Xi’an food with children: The Muslim Quarter is a genuine children’s delight — lamb skewers on sticks, candied hawthorn on skewers, flat sweet sesame bread, and freshly pomegranate juice are all visually engaging and palatable to most children.
Beijing: Acrobatics and Kites
Beijing acrobatics show: Multiple venues in Beijing offer professional acrobatics performances — plate-spinning, contortion, motorcycle cage acts, and balancing feats. The Chaoyang Theatre (朝阳剧场) is the standard recommendation; 90-minute shows with no language barrier. Ages 5 and up; younger children may find it overstimulating. ¥200–600 depending on seating.
Kite flying at Tiananmen: The enormous square north of the Forbidden City has a tradition of kite flying on weekday mornings. Kites available from vendors (¥20–50). A child flying a kite in front of the Gate of Heavenly Peace is an irresistible photograph.
Temple of Heaven: The park surrounding the temple is one of the best places in China to observe the full diversity of Chinese public park life — elder Beijingers playing erhu, practising opera singing, doing choreographed fan dances, and demonstrating an array of hobbies. Children find this fascinating.
Shanghai: Science Museum and Maglev
Shanghai Natural History Museum (上海自然历史博物馆): An excellent children’s museum with interactive exhibits, a strong dinosaur collection, and the best presentation of natural history in China. Ages 4 and up.
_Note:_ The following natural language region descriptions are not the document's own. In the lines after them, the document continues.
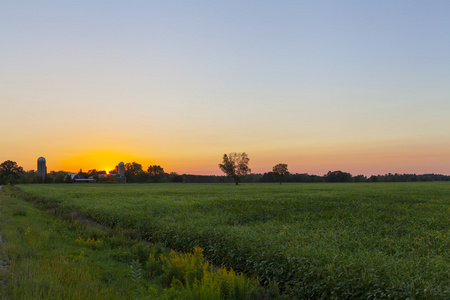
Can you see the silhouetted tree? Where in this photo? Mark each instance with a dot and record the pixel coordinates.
(235, 165)
(338, 176)
(279, 171)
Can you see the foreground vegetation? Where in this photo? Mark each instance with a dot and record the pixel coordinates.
(69, 257)
(378, 240)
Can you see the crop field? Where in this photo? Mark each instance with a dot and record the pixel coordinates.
(367, 240)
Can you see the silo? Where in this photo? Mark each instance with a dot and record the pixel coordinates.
(121, 169)
(42, 169)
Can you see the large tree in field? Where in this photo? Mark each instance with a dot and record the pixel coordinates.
(9, 172)
(279, 171)
(235, 165)
(155, 172)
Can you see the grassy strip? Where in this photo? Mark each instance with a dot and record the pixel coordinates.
(345, 241)
(69, 257)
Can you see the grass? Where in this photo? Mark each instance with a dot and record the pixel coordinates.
(375, 240)
(58, 254)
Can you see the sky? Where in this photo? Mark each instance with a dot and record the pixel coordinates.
(357, 86)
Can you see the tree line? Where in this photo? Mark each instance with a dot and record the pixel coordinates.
(234, 166)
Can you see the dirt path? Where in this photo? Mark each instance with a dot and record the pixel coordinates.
(3, 264)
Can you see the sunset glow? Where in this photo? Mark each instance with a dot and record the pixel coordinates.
(319, 86)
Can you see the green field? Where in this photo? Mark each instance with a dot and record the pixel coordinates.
(374, 240)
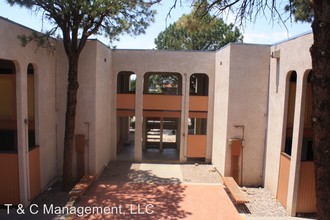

Admission ¥30.
Maglev Train: Riding the Shanghai Maglev (430 km/h; 8 minutes from Longyang Road to Pudong airport) is a genuine thrill for children and a good way to explain physics of magnetic levitation. ¥50 one way; ¥80 return.
Practical Family Travel Tips
Food
The good news: Chinese restaurants are extremely family-friendly — children are welcomed, the noise level is typically high (accommodating child noise), and the shared dish format allows children to try multiple things.
Managing picky eaters: Plain rice (白饭), steamed eggs (蒸蛋), mild noodles (and dumplings), and grilled skewers are available everywhere. McDonald’s, KFC, and Pizza Hut (at significantly higher quality than the US versions) are widespread.
Logistics
Strollers: Manageable in cities but a struggle on the Great Wall, in Beijing’s hutongs (cobblestones), and at many scenic areas with steep steps. Carriers/backpacks are more flexible.
Admission for children: Most Chinese attractions are free for children under 1.2m and discounted for children under 1.4m (check individual sites).
Nappy changing facilities: Available in modern shopping malls and international hotels; rare in older tourist areas.
Crowd Management
The most stressful aspect of China travel with children during school holidays: queues at major sites can be 45–90 minutes. Arrive at opening time to avoid the worst queues; visit major sites on weekdays; use timed entry booking systems where available to skip queues.
China with children reveals a dimension of Chinese culture that adult-only travel misses — the extraordinary warmth that Chinese people display toward children, the communal child-rearing culture of the public park, and the infectious delight that children bring to experiences (the panda eating bamboo; the warrior with a sword; the noodle being pulled to impossible length) that adults have been trained to appreciate seriously.